GENEL KURUL KONUŞMASI
Konu: Vergi Kanunları ile Bazı Kanunlarda ve 631 Sayılı Kanun Hükmünde Kararnamede Değişiklik Yapılmasına Dair Kanun Teklifi münasebetiyle
Yasama Yılı:4
Birleşim:21
Tarih:25.11.2025

MHP GRUBU ADINA MUSTAFA KALAYCI (Konya) - Sayın Başkan, değerli milletvekilleri; 239 sıra sayılı Kanun Teklifi'nin tümü üzerinde Milliyetçi Hareket Partisi Grubu adına söz aldım. Sizleri ve aziz milletimizi hürmetle selamlıyorum.

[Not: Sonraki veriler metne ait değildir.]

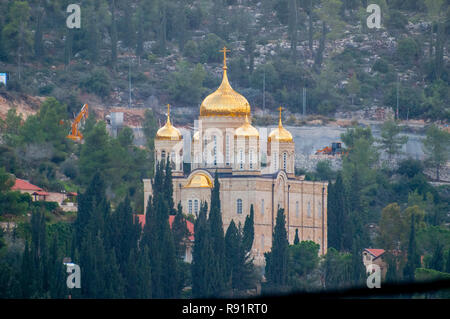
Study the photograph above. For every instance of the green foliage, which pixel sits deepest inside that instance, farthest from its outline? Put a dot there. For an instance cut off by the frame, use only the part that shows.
(277, 259)
(98, 83)
(186, 84)
(436, 147)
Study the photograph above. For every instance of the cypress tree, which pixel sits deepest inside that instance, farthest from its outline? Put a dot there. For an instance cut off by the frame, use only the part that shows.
(249, 231)
(180, 232)
(447, 264)
(217, 239)
(413, 260)
(168, 186)
(231, 251)
(296, 239)
(144, 290)
(202, 253)
(277, 263)
(437, 261)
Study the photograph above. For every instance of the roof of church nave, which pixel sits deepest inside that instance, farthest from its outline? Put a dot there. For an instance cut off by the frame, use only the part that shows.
(168, 131)
(280, 134)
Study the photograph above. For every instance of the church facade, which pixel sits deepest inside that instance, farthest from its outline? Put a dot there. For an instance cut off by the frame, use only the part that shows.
(252, 170)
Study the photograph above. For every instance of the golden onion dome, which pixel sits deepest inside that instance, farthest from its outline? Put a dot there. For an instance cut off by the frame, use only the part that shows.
(200, 180)
(196, 136)
(168, 131)
(280, 134)
(225, 101)
(246, 130)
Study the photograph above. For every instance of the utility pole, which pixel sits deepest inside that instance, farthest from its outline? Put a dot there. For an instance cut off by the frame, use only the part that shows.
(304, 102)
(397, 99)
(264, 90)
(129, 83)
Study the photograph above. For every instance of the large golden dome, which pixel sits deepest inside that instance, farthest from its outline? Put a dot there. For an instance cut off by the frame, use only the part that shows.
(225, 101)
(246, 129)
(280, 134)
(168, 131)
(199, 180)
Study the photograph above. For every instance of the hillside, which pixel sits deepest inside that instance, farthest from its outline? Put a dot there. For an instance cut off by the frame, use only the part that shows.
(281, 46)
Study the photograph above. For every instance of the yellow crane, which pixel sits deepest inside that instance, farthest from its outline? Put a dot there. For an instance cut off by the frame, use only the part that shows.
(75, 134)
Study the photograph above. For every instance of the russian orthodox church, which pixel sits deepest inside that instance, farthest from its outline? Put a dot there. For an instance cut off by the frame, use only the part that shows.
(252, 170)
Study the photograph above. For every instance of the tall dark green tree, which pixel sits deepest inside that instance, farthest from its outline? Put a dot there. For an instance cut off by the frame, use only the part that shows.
(278, 258)
(217, 239)
(413, 260)
(249, 230)
(202, 270)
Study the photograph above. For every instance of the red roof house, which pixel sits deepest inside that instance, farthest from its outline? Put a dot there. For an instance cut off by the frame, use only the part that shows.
(23, 185)
(189, 225)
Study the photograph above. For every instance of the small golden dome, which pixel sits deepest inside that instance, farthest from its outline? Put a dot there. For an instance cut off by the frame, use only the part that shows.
(246, 130)
(200, 180)
(168, 132)
(196, 136)
(280, 134)
(225, 101)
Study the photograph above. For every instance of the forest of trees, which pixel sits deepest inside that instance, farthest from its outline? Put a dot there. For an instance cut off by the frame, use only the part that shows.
(167, 44)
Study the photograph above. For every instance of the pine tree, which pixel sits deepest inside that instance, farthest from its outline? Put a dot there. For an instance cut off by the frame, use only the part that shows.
(296, 239)
(277, 263)
(249, 230)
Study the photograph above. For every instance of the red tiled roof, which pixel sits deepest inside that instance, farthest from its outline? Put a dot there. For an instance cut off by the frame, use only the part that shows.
(189, 225)
(24, 185)
(41, 193)
(375, 252)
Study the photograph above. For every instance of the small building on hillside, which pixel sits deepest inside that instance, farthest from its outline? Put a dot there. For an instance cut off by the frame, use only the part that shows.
(375, 256)
(189, 242)
(67, 201)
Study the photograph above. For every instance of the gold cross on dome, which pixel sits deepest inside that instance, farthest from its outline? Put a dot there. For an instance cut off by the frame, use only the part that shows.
(224, 50)
(279, 121)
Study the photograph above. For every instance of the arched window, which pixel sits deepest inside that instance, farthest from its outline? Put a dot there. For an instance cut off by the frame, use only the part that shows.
(239, 206)
(215, 150)
(319, 209)
(241, 159)
(275, 161)
(196, 207)
(227, 149)
(262, 207)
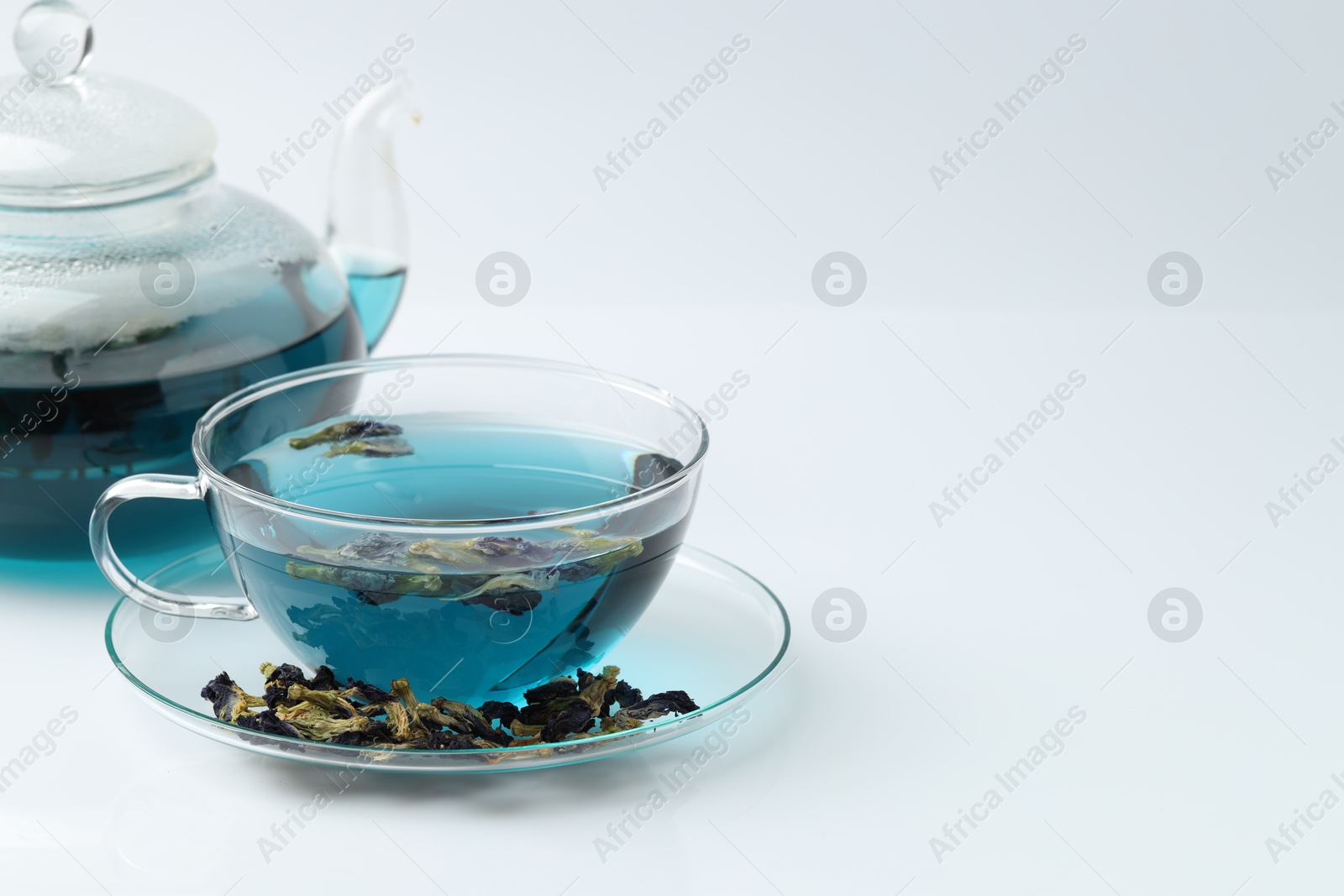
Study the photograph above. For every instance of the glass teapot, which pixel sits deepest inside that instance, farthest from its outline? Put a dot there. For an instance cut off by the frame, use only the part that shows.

Kanun teklifi ağırlıklı olarak vergi ve SGK primiyle ilgili düzenlemeleri içermektedir. Teklifle mesken kira gelirlerinden bu yıl 47 bin lira olan vergi istisnası emekliler hariç kaldırılmaktadır. Ayrıca, kira gelirlerinin vergilendirilmesinde kredili konut alımından kaynaklı faizlerin gider kabul edilmemesi düzenlenmektedir. Gayrimenkul devir ve iktisaplarında beyan edilen bedellerin gerçek durumu yansıtmadığının tespiti hâlinde aradaki farka yüzde 25 oranında uygulanan vergi ziyaı cezası aradaki farkın 1 katına çıkarılmaktadır. Ayrıca, önümüzdeki yıl emlak vergisinde oluşabilecek fahiş artışı önlemek amacıyla Genel Kurul görüşmeleri aşamasında sınırlama getirilebilmesi için iz madde bulunmaktadır.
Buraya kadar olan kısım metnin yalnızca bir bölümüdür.